Mixed matrix membranes based on two-dimensional materials for efficient CO2 separation: A comprehensive review

Nowadays, CO2 emission, the major factor in global warming, is alarmingly on the rise. Hence, the international demand for state-of-the-art technologies to separate and capture CO2 is growing. Accordingly, mixed matrix membranes (MMMs), a new class of materials formed by incorporating nanofillers into the polymer matrices, have been demonstrated to be a promising and versatile platform for CO2 separation by taking synergistic advantages of nanoparticles and polymers. In recent years, two-dimensional materials (2DMs) have drawn a great deal of attention as efficient fillers of MMMs due to their high surface area, lamellar structure, and nanometer thickness. Besides these characteristics, some 2DMs like GO and MOF enjoy selective pores on their surfaces that act as transportation channels, facilitating CO2 permeation through MMMs. In this work, the stability and gas separation properties of MMMs containing different types of 2D fillers (including GO, MOF, COF, MXene, g-C3N4, clay, MoS2, etc.) are critically reviewed. Moreover, some novel 2D-structure materials, such as antimonene, as potential fillers of MMMs for gas separation applications were proposed.
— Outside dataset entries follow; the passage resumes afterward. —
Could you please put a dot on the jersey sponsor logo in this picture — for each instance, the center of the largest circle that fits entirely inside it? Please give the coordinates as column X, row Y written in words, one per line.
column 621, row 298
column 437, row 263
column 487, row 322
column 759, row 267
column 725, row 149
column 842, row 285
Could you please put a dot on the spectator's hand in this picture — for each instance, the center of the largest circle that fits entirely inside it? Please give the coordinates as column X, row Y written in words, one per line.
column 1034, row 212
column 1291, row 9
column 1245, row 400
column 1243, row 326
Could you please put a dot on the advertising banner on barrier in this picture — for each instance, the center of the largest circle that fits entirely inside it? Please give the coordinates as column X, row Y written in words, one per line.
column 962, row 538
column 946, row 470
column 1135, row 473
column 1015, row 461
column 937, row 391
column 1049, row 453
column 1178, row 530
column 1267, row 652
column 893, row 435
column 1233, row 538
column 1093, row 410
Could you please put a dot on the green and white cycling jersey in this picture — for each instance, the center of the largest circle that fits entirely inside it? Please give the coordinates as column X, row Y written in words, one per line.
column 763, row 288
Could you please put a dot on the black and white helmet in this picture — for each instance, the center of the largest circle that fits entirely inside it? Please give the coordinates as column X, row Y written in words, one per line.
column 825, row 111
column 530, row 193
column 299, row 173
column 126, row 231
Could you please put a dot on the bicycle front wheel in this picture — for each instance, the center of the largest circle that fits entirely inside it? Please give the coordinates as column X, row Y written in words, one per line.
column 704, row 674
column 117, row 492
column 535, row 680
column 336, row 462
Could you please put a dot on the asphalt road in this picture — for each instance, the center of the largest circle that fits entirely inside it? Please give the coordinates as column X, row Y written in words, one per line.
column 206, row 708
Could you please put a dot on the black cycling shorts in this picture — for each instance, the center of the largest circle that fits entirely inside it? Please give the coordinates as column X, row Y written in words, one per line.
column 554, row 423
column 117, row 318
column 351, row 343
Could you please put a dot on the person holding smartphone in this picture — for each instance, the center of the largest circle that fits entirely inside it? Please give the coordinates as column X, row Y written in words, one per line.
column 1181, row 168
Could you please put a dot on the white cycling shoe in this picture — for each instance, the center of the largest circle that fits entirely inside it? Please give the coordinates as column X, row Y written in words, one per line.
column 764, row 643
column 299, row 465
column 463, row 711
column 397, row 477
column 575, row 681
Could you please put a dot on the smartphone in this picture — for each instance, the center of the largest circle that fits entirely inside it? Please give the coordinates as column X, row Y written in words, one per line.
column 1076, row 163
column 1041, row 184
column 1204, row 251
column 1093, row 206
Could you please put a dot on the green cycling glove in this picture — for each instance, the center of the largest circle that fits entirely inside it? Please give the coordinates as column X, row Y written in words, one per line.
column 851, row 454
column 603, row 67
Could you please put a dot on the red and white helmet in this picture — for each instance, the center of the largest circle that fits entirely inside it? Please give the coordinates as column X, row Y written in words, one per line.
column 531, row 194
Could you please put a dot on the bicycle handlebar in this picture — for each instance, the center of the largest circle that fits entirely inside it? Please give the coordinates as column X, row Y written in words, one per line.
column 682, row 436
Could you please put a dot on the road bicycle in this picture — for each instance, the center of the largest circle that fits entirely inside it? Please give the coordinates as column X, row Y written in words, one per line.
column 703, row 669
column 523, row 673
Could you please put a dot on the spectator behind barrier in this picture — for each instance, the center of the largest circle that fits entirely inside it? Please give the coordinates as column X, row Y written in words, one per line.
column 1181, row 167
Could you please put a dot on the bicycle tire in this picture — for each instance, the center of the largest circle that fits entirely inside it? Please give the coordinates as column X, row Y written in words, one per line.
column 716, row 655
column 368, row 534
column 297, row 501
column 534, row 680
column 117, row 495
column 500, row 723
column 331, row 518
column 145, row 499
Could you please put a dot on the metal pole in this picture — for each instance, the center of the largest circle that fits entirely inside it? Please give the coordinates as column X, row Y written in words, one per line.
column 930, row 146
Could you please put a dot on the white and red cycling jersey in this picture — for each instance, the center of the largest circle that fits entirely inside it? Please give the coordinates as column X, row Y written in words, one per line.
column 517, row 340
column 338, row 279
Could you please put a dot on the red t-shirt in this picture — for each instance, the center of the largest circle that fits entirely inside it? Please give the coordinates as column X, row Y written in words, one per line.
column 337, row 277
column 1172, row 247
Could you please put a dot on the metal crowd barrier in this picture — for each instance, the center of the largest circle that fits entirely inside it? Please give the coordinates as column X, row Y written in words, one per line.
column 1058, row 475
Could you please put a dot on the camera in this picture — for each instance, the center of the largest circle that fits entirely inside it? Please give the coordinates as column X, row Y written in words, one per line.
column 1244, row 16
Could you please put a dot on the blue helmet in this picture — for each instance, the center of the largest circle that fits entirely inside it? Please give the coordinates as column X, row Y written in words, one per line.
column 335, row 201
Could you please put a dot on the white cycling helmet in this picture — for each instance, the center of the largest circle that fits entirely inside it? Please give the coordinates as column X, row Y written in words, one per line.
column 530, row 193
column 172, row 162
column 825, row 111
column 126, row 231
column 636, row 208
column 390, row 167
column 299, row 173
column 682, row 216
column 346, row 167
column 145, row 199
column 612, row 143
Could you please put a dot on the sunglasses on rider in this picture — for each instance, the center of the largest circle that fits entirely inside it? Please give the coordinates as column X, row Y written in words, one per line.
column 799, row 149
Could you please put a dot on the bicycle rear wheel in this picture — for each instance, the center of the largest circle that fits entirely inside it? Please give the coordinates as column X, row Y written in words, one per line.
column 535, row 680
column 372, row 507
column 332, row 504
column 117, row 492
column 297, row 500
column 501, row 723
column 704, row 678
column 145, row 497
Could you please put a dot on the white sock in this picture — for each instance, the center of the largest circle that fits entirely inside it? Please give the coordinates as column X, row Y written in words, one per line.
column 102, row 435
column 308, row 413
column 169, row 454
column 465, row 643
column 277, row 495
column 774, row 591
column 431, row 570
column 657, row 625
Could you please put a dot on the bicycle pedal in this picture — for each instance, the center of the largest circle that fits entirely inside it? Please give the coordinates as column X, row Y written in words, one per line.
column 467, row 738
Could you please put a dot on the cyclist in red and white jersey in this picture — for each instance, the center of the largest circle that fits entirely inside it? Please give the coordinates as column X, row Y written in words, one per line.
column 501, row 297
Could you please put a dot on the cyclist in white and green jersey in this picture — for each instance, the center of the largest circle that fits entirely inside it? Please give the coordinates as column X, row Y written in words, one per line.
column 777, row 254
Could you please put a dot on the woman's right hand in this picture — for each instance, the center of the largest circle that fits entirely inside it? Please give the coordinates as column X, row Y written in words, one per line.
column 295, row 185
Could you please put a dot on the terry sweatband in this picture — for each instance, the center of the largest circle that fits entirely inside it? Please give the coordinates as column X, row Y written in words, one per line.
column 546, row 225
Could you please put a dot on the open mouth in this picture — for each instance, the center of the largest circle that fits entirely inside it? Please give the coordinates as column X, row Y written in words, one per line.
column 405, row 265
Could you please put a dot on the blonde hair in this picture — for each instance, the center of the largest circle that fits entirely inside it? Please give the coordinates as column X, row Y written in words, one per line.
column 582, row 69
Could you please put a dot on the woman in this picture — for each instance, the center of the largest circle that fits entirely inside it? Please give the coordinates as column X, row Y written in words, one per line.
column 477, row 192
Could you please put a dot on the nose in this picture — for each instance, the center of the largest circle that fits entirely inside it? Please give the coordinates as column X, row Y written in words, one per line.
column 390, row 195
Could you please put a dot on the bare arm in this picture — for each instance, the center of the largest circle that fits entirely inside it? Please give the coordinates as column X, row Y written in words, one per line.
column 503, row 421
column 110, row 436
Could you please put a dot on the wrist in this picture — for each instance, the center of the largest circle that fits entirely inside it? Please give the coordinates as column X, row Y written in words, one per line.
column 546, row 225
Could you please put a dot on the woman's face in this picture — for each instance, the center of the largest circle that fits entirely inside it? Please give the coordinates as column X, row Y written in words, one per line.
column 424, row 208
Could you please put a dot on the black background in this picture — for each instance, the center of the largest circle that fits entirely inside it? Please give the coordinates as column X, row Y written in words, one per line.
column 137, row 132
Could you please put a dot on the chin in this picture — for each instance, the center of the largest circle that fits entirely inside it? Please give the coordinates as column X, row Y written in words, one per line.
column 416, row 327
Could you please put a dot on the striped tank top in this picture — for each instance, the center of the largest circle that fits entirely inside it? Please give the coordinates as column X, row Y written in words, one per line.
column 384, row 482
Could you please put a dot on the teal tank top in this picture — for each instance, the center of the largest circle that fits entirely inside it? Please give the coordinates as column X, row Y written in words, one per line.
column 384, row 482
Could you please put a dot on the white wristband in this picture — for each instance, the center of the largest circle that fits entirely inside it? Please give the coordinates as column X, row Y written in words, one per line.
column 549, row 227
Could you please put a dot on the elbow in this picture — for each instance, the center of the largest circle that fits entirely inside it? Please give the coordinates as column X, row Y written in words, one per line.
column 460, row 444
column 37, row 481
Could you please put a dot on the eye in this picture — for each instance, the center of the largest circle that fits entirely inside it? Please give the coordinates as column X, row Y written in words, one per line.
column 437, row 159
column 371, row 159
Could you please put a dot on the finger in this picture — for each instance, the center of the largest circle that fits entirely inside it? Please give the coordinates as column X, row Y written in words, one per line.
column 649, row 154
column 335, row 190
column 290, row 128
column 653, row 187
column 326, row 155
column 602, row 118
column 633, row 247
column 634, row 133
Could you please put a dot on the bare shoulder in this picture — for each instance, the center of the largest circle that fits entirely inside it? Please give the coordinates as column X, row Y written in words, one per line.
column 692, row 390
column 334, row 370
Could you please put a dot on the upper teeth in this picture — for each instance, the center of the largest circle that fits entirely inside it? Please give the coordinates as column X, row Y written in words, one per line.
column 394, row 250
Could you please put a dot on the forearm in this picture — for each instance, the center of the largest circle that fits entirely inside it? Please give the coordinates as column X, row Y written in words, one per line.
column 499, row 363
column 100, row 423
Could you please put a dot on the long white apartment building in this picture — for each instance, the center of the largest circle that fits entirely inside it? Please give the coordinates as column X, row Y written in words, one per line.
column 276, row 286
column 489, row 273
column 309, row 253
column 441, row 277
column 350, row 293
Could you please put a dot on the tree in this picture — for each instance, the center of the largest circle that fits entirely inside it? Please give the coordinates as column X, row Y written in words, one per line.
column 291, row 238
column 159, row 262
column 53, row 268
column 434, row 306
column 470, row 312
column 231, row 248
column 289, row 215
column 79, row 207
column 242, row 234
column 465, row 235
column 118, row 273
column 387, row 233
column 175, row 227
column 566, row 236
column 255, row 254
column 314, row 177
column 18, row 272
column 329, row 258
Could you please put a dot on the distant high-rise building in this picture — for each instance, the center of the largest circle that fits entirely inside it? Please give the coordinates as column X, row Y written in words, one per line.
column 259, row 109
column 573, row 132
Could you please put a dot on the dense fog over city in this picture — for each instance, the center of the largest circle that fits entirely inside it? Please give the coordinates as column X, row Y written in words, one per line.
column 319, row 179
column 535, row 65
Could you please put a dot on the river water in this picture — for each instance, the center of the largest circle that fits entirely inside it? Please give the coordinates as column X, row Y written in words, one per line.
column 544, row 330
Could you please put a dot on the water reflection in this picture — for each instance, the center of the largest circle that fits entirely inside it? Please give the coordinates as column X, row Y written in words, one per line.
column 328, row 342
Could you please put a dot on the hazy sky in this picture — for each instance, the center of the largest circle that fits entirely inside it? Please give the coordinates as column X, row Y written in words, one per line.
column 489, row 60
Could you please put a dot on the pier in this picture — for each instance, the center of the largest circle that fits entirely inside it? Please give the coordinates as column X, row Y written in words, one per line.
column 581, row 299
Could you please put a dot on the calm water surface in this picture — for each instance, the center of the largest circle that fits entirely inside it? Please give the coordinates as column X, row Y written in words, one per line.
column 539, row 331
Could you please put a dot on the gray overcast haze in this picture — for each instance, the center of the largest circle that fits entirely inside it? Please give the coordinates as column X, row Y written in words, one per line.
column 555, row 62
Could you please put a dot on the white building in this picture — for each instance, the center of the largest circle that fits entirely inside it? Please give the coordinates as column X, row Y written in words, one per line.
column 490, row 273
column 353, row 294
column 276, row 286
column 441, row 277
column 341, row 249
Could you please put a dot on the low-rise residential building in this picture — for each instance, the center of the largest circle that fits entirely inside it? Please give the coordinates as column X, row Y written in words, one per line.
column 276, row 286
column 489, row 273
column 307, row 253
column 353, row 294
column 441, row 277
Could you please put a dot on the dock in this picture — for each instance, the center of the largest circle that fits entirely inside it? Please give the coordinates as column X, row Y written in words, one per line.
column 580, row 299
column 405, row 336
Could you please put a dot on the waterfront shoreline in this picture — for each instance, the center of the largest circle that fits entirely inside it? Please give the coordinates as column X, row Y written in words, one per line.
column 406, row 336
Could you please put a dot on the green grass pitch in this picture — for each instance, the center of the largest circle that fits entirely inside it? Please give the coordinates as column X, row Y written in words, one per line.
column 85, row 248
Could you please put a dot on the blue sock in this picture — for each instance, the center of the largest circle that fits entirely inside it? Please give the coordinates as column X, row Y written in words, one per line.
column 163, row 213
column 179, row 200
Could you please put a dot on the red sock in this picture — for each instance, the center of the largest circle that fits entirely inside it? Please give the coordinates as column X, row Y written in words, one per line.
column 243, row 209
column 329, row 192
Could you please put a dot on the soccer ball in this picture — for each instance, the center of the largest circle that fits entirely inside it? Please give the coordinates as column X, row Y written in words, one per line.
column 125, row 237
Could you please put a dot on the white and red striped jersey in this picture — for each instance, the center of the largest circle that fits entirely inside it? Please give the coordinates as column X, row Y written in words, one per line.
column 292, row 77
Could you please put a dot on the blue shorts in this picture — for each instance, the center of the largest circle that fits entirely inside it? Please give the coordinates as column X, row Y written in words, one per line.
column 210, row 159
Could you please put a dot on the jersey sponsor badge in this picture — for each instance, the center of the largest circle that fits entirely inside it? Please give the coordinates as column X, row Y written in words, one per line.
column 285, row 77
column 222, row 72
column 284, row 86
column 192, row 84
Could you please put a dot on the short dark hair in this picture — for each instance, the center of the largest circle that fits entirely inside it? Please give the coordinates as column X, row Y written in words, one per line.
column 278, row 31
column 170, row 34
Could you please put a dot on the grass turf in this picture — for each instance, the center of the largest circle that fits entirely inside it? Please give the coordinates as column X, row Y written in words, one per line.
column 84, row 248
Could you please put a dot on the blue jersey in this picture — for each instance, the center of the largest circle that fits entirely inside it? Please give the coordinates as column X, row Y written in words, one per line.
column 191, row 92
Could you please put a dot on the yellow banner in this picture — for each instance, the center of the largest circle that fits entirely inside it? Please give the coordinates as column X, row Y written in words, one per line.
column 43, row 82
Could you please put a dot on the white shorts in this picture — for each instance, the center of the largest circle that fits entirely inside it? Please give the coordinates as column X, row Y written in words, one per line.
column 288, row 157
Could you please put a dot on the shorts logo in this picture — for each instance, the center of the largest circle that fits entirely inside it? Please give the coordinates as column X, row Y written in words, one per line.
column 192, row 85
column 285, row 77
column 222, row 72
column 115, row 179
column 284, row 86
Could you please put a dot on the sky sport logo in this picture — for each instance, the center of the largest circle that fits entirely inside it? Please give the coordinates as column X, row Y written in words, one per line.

The most common strategies for raising the efficiency of 2DMs, such as surface modification, adjusting sheet thickness, changing interlayer size, manipulation of the pore size, organization/alignment, and filler hybridization, are comprehensively investigated. Finally, some remaining challenges and thought-provoking ideas for further improving the stability and performance of 2DM-based MMMs for CO2 separation are outlined.